Jack Phillips is again embroiled in a legal fight over LGBTQ issues
By Newser Editors and Wire Services
Posted Oct 3, 2023 2:01 PM CDT
Colorado Court Takes On Baker's Trans Cake Controversy
Jack Phillips, whose case was heard by the Supreme Court several years ago after he objected to designing a wedding cake for a gay couple, speaks to supporters outside the Supreme Court, Dec. 5, 2022, in Washington.   (AP Photo/Andrew Harnik, File)

On the heels of a US Supreme Court victory this summer for a graphic artist who didn't want to design wedding websites for same-sex couples, Colorado's highest court said Tuesday it will now hear the case of a Christian baker who refused to make a cake celebrating a gender transition. The announcement by the Colorado Supreme Court is the latest development in the yearslong legal saga involving Jack Phillips and LGBTQ+ rights, per the AP. Phillips won a partial victory before the US Supreme Court in 2018 after refusing to make a gay couple's wedding cake but was later sued by Autumn Scardina, a transgender woman, who asked his suburban Denver bakery to make a pink cake with blue frosting for her birthday. It refused after Scardina explained it would celebrate her transition from male to female.

The case involves the state's anti-discrimination law that makes it illegal to refuse to provide services to people based on protected characteristics like race, religion, or sexual orientation. The key issue in the case is whether the cakes Phillips creates are a form of speech and whether forcing him to make a cake with a message he does not support is a violation of his First Amendment right to free speech. Earlier this year, the Colorado Court of Appeals sided with Scardina in the case, ruling that the cake was not a form of speech. It also found that the anti-discrimination law that makes it illegal to refuse to provide services to people based on protected characteristics like race, religion, or sexual orientation does not violate business owners' right to practice or express their religion.
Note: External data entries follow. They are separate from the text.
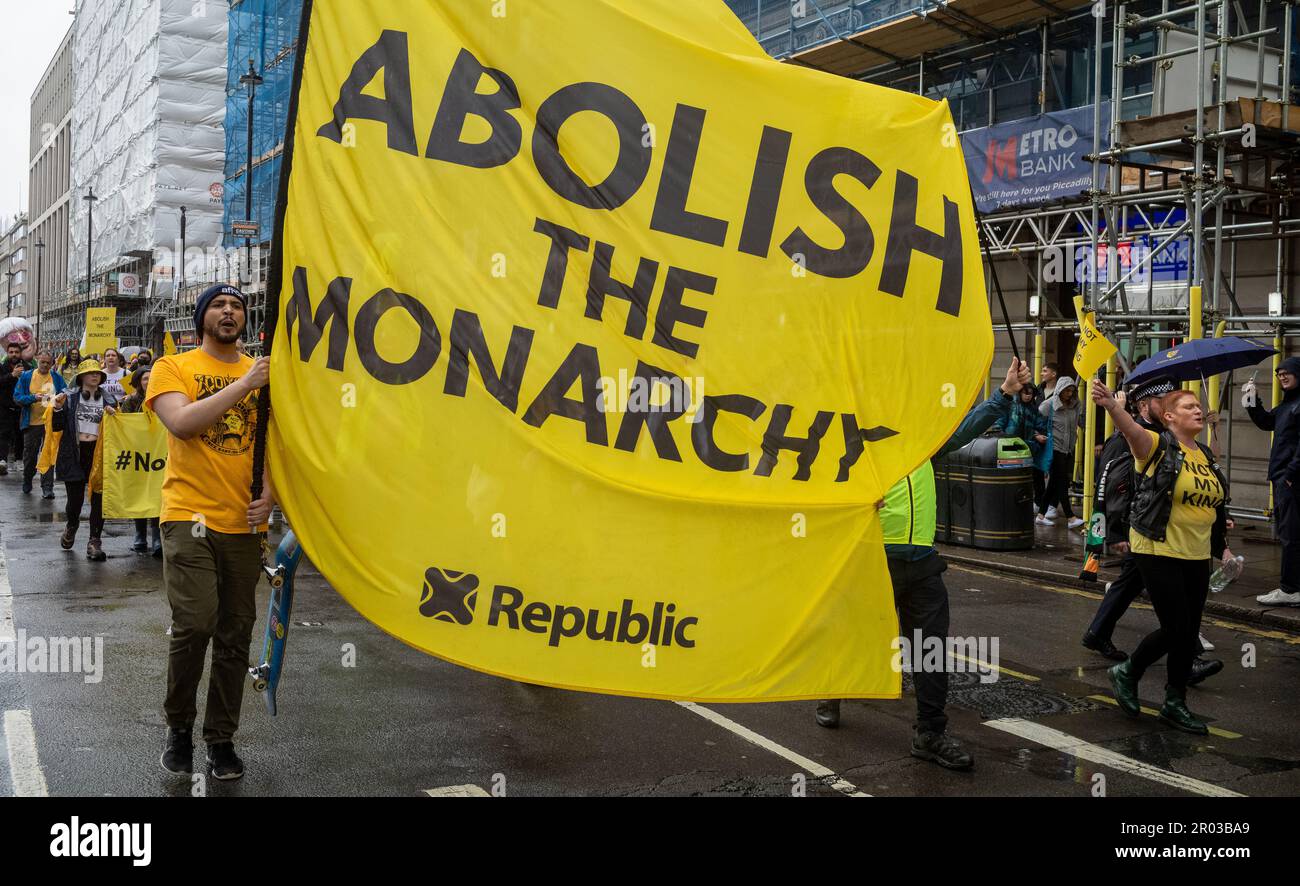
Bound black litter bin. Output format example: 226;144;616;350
934;435;1036;551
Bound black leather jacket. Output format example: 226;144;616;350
1095;417;1159;546
1128;430;1229;558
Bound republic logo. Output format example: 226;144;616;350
418;568;480;626
415;568;699;649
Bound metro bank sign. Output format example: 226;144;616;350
962;104;1111;213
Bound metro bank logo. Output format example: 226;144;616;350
983;136;1019;184
981;123;1083;184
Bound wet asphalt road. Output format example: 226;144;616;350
1;464;1298;798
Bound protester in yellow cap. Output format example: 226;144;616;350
51;358;118;562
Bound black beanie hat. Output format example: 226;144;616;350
194;284;247;341
1281;356;1300;378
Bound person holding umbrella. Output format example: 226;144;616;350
1091;379;1230;735
1244;356;1300;606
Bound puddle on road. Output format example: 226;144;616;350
911;668;1300;786
1106;730;1300;778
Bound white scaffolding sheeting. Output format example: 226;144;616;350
69;0;228;285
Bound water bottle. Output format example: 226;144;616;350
1209;555;1245;593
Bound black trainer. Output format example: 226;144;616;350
911;730;974;771
1188;657;1224;687
206;741;245;780
1081;632;1127;662
159;727;193;775
815;699;841;728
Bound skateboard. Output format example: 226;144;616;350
248;530;304;716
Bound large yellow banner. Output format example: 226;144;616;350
269;0;993;700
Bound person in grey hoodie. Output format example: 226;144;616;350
1037;376;1084;527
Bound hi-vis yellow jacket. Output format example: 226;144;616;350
881;392;1012;556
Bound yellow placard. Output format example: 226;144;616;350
162;331;177;356
83;307;118;356
269;0;994;700
102;413;168;519
1073;311;1118;381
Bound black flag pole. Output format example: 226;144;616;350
248;0;314;532
973;201;1022;366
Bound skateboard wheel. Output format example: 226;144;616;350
270;576;284;590
253;678;268;692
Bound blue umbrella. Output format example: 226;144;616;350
1124;337;1277;387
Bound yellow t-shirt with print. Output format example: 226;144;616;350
27;370;56;426
145;349;266;534
1130;429;1224;560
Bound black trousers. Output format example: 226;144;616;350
1088;552;1208;659
888;554;951;734
1032;467;1046;510
1039;449;1075;518
0;409;20;461
22;425;52;492
1087;554;1144;642
1273;481;1300;595
64;440;103;539
1130;554;1210;692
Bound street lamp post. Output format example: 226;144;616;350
179;205;187;292
34;239;44;347
83;188;97;305
239;59;263;289
4;270;15;319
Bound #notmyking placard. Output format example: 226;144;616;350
268;0;993;700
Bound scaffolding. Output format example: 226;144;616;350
725;0;1300;520
162;0;304;355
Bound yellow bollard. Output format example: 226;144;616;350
1204;320;1226;444
1071;293;1094;524
1187;286;1203;400
1105;355;1117;440
1034;328;1044;386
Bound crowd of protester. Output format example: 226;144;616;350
1;284;273;781
0;344;157;559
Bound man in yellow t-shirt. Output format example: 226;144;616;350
146;283;272;781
Scardina, an attorney, attempted to order her cake on the same day in 2017 that the Supreme Court announced it would hear Phillips' appeal in the wedding cake case. During trial, she testified that she wanted to "challenge the veracity" of Phillips' statements that he would serve LGBTQ+ customers. Before filing her lawsuit, Scardina first filed a complaint against Phillips with the state and the civil rights commission, which found probable cause that he had discriminated against her. Phillips then filed a federal lawsuit against Colorado, accusing it of a "crusade to crush" him by pursuing the complaint.